Children of Turkish Immigrants in Germany and the Netherlands: The Impact of Differences in Vocational and Academic Tracking Systems
by Maurice Crul & Jens Schneider — 2009
Background/Context: Much research is being done on Turkish immigrants and their children in Germany and the Netherlands, but almost always from a national perspective. To compare the situation, for example, regarding educational outcomes across the two countries has proved to be very difficult because of different sets, selection criteria, and time periods for statistical data on immigrant populations. However, those data, which are actually available and comparable to at least some degree, already show how strongly the differences in educational attainment and labor market integration of Turkish immigrants depend on structural and systemic differences in the ways that education is organized in Germany and the Netherlands.
Purpose/Objective/Research Question/Focus of Study: The article analyzes available data on young Turkish immigrants and native-born second generations and their educational success in the two countries with the major Turkish populations in Western Europe. It aims to direct the focus away from group background characteristics, which are actually quite similar, to the influence of institutional arrangements and the way that the educational system facilitates (or not) the educational integration of Turkish youth.
Research Design: The article is based on publicly collected and available data on the Turkish populations in Germany and the Netherlands. This mainly refers to the Dutch SPVA surveys and the German micro-census and Integration Survey.

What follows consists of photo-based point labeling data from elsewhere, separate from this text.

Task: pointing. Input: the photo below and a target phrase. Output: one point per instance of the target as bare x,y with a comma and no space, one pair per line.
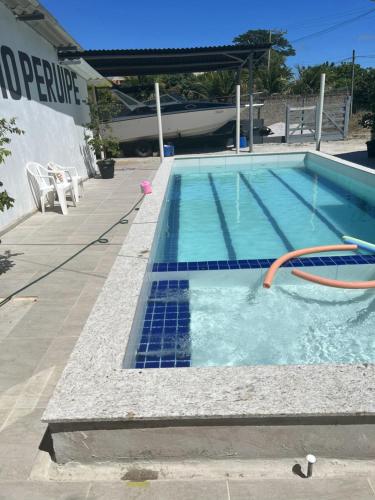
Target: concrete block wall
274,108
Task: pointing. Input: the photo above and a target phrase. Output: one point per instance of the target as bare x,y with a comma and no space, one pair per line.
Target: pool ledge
94,388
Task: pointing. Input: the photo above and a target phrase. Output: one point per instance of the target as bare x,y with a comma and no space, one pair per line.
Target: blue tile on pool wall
165,339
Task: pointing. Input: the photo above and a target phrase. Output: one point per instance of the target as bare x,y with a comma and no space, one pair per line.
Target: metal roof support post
251,102
320,111
95,102
160,126
238,117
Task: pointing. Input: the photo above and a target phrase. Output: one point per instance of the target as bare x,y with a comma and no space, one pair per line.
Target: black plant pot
106,168
371,148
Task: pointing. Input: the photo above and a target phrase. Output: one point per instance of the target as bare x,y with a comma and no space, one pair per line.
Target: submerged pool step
165,338
215,265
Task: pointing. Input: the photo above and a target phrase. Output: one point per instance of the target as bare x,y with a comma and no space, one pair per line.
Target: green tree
280,44
276,79
104,109
218,85
7,127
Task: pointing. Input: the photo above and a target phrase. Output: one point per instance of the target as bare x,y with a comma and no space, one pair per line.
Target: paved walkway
39,328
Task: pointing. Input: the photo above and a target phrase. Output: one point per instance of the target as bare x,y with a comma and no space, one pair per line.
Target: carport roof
162,61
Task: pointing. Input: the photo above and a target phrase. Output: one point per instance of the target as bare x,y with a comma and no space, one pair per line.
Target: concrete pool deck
34,352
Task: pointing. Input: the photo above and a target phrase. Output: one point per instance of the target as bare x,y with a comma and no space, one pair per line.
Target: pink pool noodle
146,187
296,253
333,283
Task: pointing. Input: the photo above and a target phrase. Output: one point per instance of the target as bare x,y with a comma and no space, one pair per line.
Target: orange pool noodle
333,283
297,253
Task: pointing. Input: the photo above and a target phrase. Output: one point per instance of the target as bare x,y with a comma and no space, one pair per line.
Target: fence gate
300,123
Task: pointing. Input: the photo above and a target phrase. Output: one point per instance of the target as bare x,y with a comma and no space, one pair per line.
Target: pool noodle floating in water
297,253
360,243
333,283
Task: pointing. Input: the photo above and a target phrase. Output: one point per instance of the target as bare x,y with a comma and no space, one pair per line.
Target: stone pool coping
94,386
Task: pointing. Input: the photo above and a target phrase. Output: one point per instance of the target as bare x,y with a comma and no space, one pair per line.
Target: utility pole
269,52
352,85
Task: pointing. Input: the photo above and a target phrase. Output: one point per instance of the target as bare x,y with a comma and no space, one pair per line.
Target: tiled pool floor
165,341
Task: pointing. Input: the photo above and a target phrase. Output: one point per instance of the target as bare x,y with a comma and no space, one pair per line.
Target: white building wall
53,130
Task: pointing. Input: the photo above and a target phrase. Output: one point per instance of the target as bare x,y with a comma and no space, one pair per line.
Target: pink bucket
146,187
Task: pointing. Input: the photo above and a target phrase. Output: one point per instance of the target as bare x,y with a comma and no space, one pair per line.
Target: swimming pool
260,210
245,360
223,223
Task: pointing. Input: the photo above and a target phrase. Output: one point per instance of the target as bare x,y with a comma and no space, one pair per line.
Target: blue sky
123,24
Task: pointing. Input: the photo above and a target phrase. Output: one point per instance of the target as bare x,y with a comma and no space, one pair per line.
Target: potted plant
7,127
368,121
105,148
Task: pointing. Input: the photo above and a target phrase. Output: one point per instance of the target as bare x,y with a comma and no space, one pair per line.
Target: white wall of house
31,91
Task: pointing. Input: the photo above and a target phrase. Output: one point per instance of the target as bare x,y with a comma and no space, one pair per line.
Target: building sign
21,74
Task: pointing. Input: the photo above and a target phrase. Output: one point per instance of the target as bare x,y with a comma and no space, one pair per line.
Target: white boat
137,123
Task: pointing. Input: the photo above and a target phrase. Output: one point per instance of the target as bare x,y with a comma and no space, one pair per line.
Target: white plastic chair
48,185
73,176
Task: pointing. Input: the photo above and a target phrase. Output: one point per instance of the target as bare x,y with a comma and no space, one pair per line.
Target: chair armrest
71,170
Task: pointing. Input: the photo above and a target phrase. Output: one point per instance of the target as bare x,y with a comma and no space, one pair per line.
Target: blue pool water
237,323
222,225
255,213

Conclusions/Recommendations: The findings show that more than group characteristics, systemic and institutional factors can have a decisive role in promoting or hampering the educational and labor market integration of young immigrants and the native-born second generation. The greater openness of the Dutch school system to provide “long routes” and “second chances” shows its effect in significantly higher shares of Turks in higher education. On the other side, the dual system of vocational training in Germany seems to be better suited for labor market integration, especially because apprenticeships are more practice oriented and do count as work experience for later application procedures. The Dutch system also offers better opportunities for girls than does the German system. Yet, the polarization effect between “high achievement” and “failure” of only partial integration success is greater in the Netherlands, whereas the overall advancement is slower, but also less polarizing, in Germany. In this sense, each country could learn something from its neighbor regarding those aspects of the institutional and systemic setting that apparently fail to do the job well enough.